Wie steht es um das Commitment der Finanzinstitute?
Hamburg, 14.08.2024
Banken haben nichts mit dem ökologischen und sozialen Fußabdruck unserer Gesellschaft zu tun? Weit gefehlt – das zeigt Prof. Dr. Nicole Fabisch, Professorin für Marketing und Internationales Management an der International School of Management (ISM), in ihrer aktuellen Publikation „Relevanz von Nachhaltigkeitszertifizierungen für Banken“. Demnach ist Nachhaltigkeit nicht nur ein Megatrend in Politik und Gesellschaft, sondern auch ein Thema, mit dem sich Banken und Finanzdienstleister in Zukunft noch wesentlich mehr befassen müssen.
Denn Selbstverpflichtungen werden viel abgelegt, doch an Nachprüfbarkeit, Transparenz und Daten mangelt es noch. Aber wie ließe sich das ändern?
Mittlerweile führen immer mehr Unternehmen und Investmentfonds Programme oder Richtlinien ein, die sich an Environmental Social Governance (ESG) -Kriterien orientieren, um neben Rentabilitätsaspekten, den Zugang zu Kapital zu verbessern. Zudem sind weltweit Regulierungsbehörden mit der Ausarbeitung und Umsetzung neuer Offenlegungsregelungen beschäftigt. Auch Investoren legen Wert auf relevante und transparente Informationen und entwickeln ESG-basierte Anlagestrategien.
Dem Sektor der Finanzdienstleistungen und seinen Investitionsentscheidungen kommt also eine Schlüsselrolle zu, wenn es darum geht, die Wirtschaft CO2-ärmer, widerstandsfähiger und ressourceneffizienter zu machen, wie die Bafin (Bundesanstalt für Finanzdienstleistungsaufsicht) fordert.
Einfluss deutscher Banken durch Kreditvergabe
„Vor allem in Deutschland ist die Bankenbranche ein zentraler Akteur, da über 90 Prozent der Unternehmen Klein- und Mittelständler (KMU) sind und diese oft stark an Hausbanken gebunden sind“, führt Prof. Dr. Nicole Fabisch aus. „Insbesondere durch die Bereitstellung von Krediten und anderen Finanzprodukten für Unternehmen nehmen die Banken erheblichen Einfluss auf die Wirtschaft.“ Laut Bundesbank nahm die Bilanzsumme der deutschen Banken in den letzten Jahren beständig zu und erreichte im Corona-Jahr 2022 die Rekordsumme von 10.583 Mrd. EUR.

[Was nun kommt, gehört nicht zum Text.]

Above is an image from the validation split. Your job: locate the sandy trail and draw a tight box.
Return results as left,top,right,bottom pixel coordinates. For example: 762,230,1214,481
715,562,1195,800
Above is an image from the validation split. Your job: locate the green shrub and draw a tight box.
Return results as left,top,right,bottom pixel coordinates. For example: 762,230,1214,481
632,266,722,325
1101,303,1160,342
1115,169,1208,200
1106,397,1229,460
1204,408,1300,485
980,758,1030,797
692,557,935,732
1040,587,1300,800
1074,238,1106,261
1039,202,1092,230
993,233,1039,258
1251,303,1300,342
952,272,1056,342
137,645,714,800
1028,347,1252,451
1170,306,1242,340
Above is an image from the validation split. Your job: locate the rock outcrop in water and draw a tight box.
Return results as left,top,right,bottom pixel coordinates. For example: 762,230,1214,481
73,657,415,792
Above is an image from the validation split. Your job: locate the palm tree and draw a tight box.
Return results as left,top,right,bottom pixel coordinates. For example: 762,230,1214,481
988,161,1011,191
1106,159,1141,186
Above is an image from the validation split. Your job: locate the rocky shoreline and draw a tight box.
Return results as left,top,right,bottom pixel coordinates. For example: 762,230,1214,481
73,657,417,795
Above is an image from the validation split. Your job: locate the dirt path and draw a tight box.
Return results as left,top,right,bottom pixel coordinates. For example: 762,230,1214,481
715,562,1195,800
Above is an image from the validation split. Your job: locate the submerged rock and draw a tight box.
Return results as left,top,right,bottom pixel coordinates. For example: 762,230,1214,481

Allein in Deutschland betrug das Volumen der Kredite, die im Jahre 2022 an Unternehmen und Privatpersonen vergeben wurden, 3,36 Mrd. EUR (Statista, 2023). Gäbe es hier öko-soziale Vergabekriterien, würde dies einen deutlichen Impuls setzen.
Selbstverpflichtung ist gut…
Die EU gibt nicht erst seit gestern ESG-Richtlinien für die Wirtschaft vor. Bereits im Jahr 1976 wurde die erste ins Leben gerufen: Die Guidelines for Multinational Enterprises on Responsible Business Conduct. Für den Bankensektor wurde die Notwendigkeit solcher Richtlinien allerdings erst wesentlich später festgestellt: Im Jahr 2019 wurden die Principles for Responsible Banking (PRB) 2019 ins Leben gerufen von der United Nations Environment Programme Finance Initiative (UNEP FI). Sie wurden von 300 Banken unterzeichnet, darunter 14 deutsche Vertreter. Kritiker bemängeln, dass es sich dabei lediglich um eine Selbstverpflichtung handelt. Bei dieser wie auch vielen anderen folgenden Richtlinien fehlen also die Prüfbarkeit auf Umsetzung sowie Sanktionsmöglichkeiten bei Nichteinhaltung. Der Vorwurf des sogenannten Greenwashings wird laut, bei dem sich die Banken umweltfreundlicher darstellen als es der Realität entspricht. Wie kann dem entgegengewirkt werden?
…Kontrolle ist besser
Ein Weg führt über Regularien und das Reporting: So trat im Jahr 2020 die EU-Taxonomie Verordnung des Europäischen Parlaments und des Rates in Kraft. Damit sollen für Investoren klarere Richtlinien gelten, Greenwashing eingedämmt und „Investitionen in nachhaltige Projekte und Aktivitäten“ gelenkt werden, die notwendig sind, um Klimaneutralität zu erreichen.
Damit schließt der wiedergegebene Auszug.